At the basis of the musical rendering of the form of this piece is the opposition of the bright, major coloration of the sphere of natural harmonics against the expression of the intervals of minor second and minor third. 

—Sofia Gubaidulina

Sofia Asgatovna Gubaidulina was born in Chistopol during Stalin’s reign and graduated from the Kazan Conservatory in 1954, one year after Khrushchev assumed power. In 1959, partway through her continued studies of composition and piano at the Moscow Conservatory, she met Dmitri Shostakovich and played for him the symphony she had recently written as her final examination.
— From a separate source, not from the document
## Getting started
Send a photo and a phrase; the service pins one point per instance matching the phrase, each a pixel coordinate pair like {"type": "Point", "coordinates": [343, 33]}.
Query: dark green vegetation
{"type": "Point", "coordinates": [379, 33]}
Empathizing with the challenges posed by subverting the strict parameters of the Soviet-approved realism style, Shostakovich praised the young composer’s work and told her to “continue along your mistaken path.” Following his advice expectedly worsened the shadow of the Soviet authorities, which escalated dramatically after the end of Khrushchev’s Thaw in 1964. In 1979, the Union of Soviet Composers blacklisted her as one of the Khrennikov Seven for writing “noisy mud instead of musical innovation, unconnected with real life.” However, Gubaidulina took the denunciation in stride, enduring the poverty that arose from the subsequent lack of paying commissions in order to take advantage of the creative liberty it afforded her.

Gubaidulina’s Russian Orthodox faith pervades her work, but she qualifies her intentions: “I understand ‘religion’ in the literal meaning of the word, as ‘re-ligio’, that is to say the restoration of connections, the restoration of the ‘legato’ of life. There is no more serious task for music than this." The motif of simultaneous, bidirectional glissandi in two instruments often appears in her work, forming a sonic symbol of the cross with their opposing trajectories. As in Garden of Joy and Sorrow, the composer often employs unconventional techniques alongside spiritual themes to bolster the restoration of connections which she seeks. Many of these tendencies were inspired by experimentation in the mid-1970s with Astreia, her improvisatory folk ensemble. 

Despite the best efforts of the Soviets, Gubaidulina has enjoyed a prominent and celebrated career. She garnered international attention through her violin concerto, Offertorium (1980) which was championed by Gidon Kremer. Her work Light of the End (2003) was given the honored program slot before Beethoven’s Ninth Symphony at the BBC Proms. Anne-Sophie Mutter and the London Symphony Orchestra recorded her second violin concerto In Tempus Praesens (2007) under Valery Gergiev. Her 80th birthday in 2011 was commemorated by many organizations worldwide, including a series of three weeklong Gubaidulina Festivals in Kasan, Hanover, and Moscow. During the festivities, the composer premiered her Percussion Concerto; her revised Bayan Concerto; A Pilgrimage of Four for violin, piano, bass, and percussion; and a work for twelve solo celli, Labyrinth. Gubaidulina has lived in Hamburg since 1992, the year after the fall of the Soviet Union.